* The Netherlands is most gas-reliant EU nation
* Groningen gas output already 60 pct below 2013 peak
* Government to cut production as much as possible
* Falling export obligations ease demand pressure
By Bart H. Meijer
AMSTERDAM, Jan 30 (Reuters) - The Netherlands can cut gas output from the Groningen field by roughly a fifth after this month’s tremors but it will need to fill some of the gap with increased imports to meet domestic needs and honour its export contracts, analysts say.
Groningen’s output, now capped at 21.6 billion cubic metres (bcm), has been cut by 60 percent from its 2013 peak to prevent tremors in the area caused by the production process. But more cuts are now required after strong seismic activity this month.
Gas regulator SodM and gas transport company Gasunie will issue recommendations to the government on Thursday on the level of cuts needed at Groningen field, which is run by a venture of Royal Dutch Shell and Exxon Mobil.
“Production could be lowered by a few billion cubic metres in the short run,” gas expert Rene Peters of Dutch research firm TNO told Reuters. “Production of at least 18 bcm per year looks needed to guarantee supply for now.”
BMI Research analyst Richard Taylor said a cut of 18 bcm would be feasible but said deeper cuts were also possible.
“We see a buffer of around 5 to 6 bcm which could potentially be used for lowering production”, Taylor said. “But we would expect the government to take more incremental steps.”
Analysts said the Netherlands would still need to fill at least some of the shortfall from a further production cut by increasing imports, which now stand at about 25 bcm a year.
But falling export obligations to buyers, which include Germany, Belgium and France, would relieve some pressure.
“Export obligations shrink by around 2 bcm per year and the contracts will have expired completely by 2030,” Peters said. “That means we are only looking at a problem for the next five years in Groningen.”

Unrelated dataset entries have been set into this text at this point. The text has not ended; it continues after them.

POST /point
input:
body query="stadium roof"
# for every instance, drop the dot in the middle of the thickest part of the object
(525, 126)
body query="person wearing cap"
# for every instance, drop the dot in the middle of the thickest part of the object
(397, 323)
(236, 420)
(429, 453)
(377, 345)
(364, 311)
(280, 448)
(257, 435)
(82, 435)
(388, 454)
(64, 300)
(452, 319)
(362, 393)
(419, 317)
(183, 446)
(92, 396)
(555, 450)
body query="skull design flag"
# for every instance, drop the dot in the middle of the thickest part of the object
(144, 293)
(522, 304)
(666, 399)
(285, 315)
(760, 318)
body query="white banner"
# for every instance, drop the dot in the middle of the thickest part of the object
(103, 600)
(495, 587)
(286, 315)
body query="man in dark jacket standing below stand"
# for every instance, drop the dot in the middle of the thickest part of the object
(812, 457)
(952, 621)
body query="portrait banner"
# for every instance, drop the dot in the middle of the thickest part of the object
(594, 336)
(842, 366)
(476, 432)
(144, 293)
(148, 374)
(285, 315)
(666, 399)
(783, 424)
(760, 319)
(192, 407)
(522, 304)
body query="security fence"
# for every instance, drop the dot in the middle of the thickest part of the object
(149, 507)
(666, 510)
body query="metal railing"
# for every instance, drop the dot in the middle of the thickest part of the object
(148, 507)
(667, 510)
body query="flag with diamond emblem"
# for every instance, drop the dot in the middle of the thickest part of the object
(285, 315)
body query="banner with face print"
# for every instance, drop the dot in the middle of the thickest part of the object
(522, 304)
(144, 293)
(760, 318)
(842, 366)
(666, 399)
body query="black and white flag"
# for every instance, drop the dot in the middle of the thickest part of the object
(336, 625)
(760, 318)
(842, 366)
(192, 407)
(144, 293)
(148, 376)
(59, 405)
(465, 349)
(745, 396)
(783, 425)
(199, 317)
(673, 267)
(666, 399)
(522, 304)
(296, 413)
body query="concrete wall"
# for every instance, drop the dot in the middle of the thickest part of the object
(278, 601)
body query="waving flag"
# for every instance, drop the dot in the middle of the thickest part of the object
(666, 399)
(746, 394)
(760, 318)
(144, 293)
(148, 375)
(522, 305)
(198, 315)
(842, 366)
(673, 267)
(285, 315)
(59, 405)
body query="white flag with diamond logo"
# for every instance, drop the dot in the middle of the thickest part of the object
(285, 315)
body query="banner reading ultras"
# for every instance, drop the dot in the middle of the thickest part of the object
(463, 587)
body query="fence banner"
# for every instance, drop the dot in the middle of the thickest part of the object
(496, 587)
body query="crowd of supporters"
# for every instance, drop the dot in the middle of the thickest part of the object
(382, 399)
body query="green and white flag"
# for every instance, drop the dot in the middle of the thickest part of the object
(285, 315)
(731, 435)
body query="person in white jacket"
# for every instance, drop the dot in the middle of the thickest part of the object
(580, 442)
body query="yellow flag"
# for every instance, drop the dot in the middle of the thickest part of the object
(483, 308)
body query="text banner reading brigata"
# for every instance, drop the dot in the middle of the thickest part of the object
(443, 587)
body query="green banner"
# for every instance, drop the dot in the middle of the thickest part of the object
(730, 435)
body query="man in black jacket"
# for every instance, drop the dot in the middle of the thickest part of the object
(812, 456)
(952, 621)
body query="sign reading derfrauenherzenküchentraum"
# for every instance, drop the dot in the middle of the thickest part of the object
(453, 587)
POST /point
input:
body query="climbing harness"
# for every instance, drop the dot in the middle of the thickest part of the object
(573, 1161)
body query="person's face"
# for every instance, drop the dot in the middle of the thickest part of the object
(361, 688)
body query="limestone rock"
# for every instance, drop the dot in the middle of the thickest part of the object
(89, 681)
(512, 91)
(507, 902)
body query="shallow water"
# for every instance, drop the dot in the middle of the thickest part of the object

In the meantime, the Netherlands can import more gas from Norway and Russia by pipeline or from further afield in the form of liquefied natural gas (LNG).
Imported gas needs to be adapted to match the specifications of low calorific Groningen gas in order to be used in the Netherlands, which depends on gas for 40 percent of its energy needs and is the most reliant on gas in the European Union.
Although conversion facilities for imported gas are running near capacity, analysts said there was still enough room to fill the shortfall left by lower Groningen output.
Dutch Economy Minister Eric Wiebes, who faces rising political pressure to reduce seismic risks, said output would be cut “by as much as reasonably possible”, after the strongest tremor in decades hit villages on Jan. 8.
“So far, gas prices have shown little reaction to the Groningen debate. This seems to imply that only a modest cut is expected,” ABN Amro analyst Hans van Cleef said.
Gasunie, which transports Groningen gas, previously put the minimum production needed to meet supply at 21 bcm. It is now reviewing its numbers after the government promised new cuts.
“We are turning all the levers in our models to determine the level needed to guarantee supply, but is too early to give any indication of the outcome,” Gasunie spokesman Michiel Bal said.
The Netherlands aims to shut all production at Groningen in the coming decade in its shift away from fossil fuels.
To reduce gas demand, the government has proposed keeping new houses off the gas grid, and has told large industrial users that they will have to stop using low caloric gas by 2022.